Warning Letter to North American Herb & Spice

February 12, 2008

Department of Health and Human Services' logo Department of Health and Human Services

Public Health Service
Food and Drug Administration
Chicago District


550 W Jackson Blvd, 15th Fl
Chicago, IL 60661
Telephone: 312-353-5863

March 22, 2006

Judy K. Gray, Owner
North American Herb & Spice
1455 Lakeside Dr
Waukegan, IL 60085

Ref. No.CHI-2-06

Dear Ms. Gray:

The Food and Drug Administration (FDA) has reviewed your websites at the Internet addresses www.oreganol.com and www.p-73.com, and has concluded that your product “kid e kare™ Cold & Flu Gelcaps” is a drug as defined in Section 201(g)(1)(B) of the Federal Food, Drug, and Cosmetic Act (the Act) [21 USC 321(g)(1)(B)]. You can find the Act and FDA’s regulations through links on FDA’s Internet home page: www.fda.gov.

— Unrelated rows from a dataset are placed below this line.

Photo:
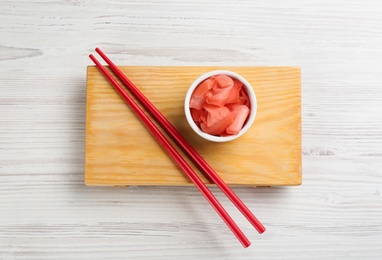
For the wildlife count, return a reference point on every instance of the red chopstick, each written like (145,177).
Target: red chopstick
(186,147)
(176,156)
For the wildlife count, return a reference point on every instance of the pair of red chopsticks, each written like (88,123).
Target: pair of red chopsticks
(186,147)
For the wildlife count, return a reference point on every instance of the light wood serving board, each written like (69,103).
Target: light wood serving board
(121,152)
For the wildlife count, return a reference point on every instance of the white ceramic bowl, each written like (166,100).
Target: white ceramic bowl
(251,96)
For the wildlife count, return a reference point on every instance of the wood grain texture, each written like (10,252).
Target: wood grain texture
(120,151)
(46,212)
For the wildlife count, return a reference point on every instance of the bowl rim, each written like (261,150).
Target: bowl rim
(251,95)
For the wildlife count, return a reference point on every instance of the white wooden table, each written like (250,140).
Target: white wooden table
(47,213)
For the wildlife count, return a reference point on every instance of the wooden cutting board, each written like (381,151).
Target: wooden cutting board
(121,152)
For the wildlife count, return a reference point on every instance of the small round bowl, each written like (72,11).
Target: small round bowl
(251,95)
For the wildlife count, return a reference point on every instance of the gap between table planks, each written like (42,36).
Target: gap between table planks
(121,152)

Under the Act, articles intended for use in the diagnosis, cure, mitigation, treatment or prevention of disease in man are drugs [Section 201(g)(1)(B) of the Act, 21 USC 321(g)(1)(B)]. The name of your product, “kid e kare™ Cold & Flu Gelcaps,” is an implied claim that your product is useful in preventing and/or treating the common cold and influenza in children.

This claim causes your product to be a drug, as defined in Section 201(g)(1)(B) of the Act [21 USC 321(g)(1)(B)]. Because your product is not generally recognized as safe and effective when used as labeled, it is also a new drug as defined in Section 201(p) of the Act [21 USC 321(p)]. Under Section 505 of the Act [21 USC 355(a)], a new drug may not be legally marketed in the United States without an approved New Drug Application (NDA).

This letter is not an all-inclusive review of your websites and the products that your firm markets. It is your responsibility to ensure that all products marketed by your firm comply with the Act and its implementing regulations.

You must immediately correct these violations. If you do not immediately correct them, you may be subject to enforcement action without further notice. The Act provides for seizure of illegal products and for injunctions against the manufacturers and distributors of illegal products [21 USC 332 and 334]. Individuals and businesses that violate the Act may also be subject to criminal prosecution.

Please advise this office, in writing and within 15 working days of the receipt of this letter, as to the specific steps you have taken to correct the violations noted above and to ensure that similar violations do not occur. If corrective actions cannot be completed within 15 working days, state the reason for the delay and the time within which the corrections will be completed.

Your reply should be addressed to Compliance Officer George F. Bailey, at the above address.

Scott J. MacIntire
District Director

This page was posted on February 12, 2008.